THE 2,500 staff employed at a meat factory in North Yorkshire have received reassurances their jobs are safe, it emerged last night.
Workers at the Malton Bacon Factory, in Malton, near York, had been concerned about their jobs after factory owners Grampian Country Foods announced the closure of its factory at Rotherham, together with another in the North-East of Scotland.
The Leeds-based company's chairman Fred Duncan had sparked fears after saying further plant closures would take place because of difficult market conditions.
He said Grampian needed to cut costs and become a low cost operation because of intense competition, leading to speculation that the 50-year-old Malton factory was under threat. Mr Duncan, who founded the business in Banff, Scotland in 1980, was reported as saying that further job cuts would be inevitable, adding that the UK's market for meat products had changed in recent months as retailers had increased the amount of meat they import from overseas.
But Grampian head of communications Alistair Cox said the Malton factory was safe.
"It is a significant element in our development plans," he said.
"Grampian needs to be efficient to survive in this very competitive industry. Competition is very fierce."
He said that Grampian regarded the Malton operation as very efficient.
Earlier reports that the factory's future was in doubt had caused considerable concern among the workforce and Mr Cox said he was happy to give reassurances to them.
Grampian blamed a lack of demand for processed chicken foods, such as burgers and nuggets, for the closure of the Rotherham factory.
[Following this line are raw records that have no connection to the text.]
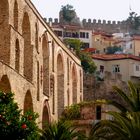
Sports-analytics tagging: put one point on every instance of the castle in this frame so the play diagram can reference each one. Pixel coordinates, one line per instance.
(36, 66)
(103, 25)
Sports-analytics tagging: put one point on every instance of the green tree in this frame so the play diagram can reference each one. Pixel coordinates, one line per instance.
(68, 13)
(61, 130)
(86, 59)
(12, 123)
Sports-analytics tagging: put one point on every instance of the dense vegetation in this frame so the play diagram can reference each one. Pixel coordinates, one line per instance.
(13, 124)
(125, 124)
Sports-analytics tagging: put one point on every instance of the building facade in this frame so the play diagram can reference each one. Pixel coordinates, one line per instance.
(123, 66)
(36, 66)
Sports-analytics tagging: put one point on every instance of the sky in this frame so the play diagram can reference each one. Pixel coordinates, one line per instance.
(117, 10)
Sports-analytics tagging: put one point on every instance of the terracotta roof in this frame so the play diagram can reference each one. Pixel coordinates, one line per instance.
(107, 57)
(103, 34)
(89, 49)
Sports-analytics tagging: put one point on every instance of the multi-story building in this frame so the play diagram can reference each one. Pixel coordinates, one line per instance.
(43, 73)
(101, 41)
(125, 66)
(65, 31)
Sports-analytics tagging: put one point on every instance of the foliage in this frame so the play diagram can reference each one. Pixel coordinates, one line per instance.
(125, 124)
(86, 59)
(12, 123)
(131, 99)
(61, 130)
(133, 21)
(68, 13)
(113, 49)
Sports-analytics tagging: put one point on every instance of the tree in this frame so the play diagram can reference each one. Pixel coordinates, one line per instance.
(86, 59)
(126, 123)
(68, 13)
(12, 123)
(61, 130)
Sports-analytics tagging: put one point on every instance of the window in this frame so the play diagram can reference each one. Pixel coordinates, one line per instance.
(68, 34)
(130, 46)
(85, 45)
(116, 68)
(82, 35)
(87, 35)
(101, 68)
(137, 67)
(59, 33)
(98, 112)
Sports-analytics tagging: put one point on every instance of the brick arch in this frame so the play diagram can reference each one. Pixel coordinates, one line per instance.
(17, 55)
(74, 83)
(5, 85)
(45, 114)
(28, 103)
(16, 15)
(4, 31)
(28, 48)
(60, 84)
(36, 36)
(45, 54)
As well as its headquarters in Leeds and Rotherham and Malton factories, Grampian runs plants in Osset in West Yorkshire and Thorne, near Doncaster, where it has a transport and logistics division.
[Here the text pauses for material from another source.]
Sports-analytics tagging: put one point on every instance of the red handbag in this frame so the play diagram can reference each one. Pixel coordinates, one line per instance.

Grampian has been hit by strikes at several of its plants in a row over pensions.
Earlier this month, it was announced that the firm's chief executive, David Salkeld, was leaving the company.
He moved Grampian's headquarters from Aberdeen to Leeds and helped to take turnover to more than £1.5bn.
Grampian has more than 25,000 workers at more than 50 food production plants in the UK, Netherlands, Portugal and Thailand.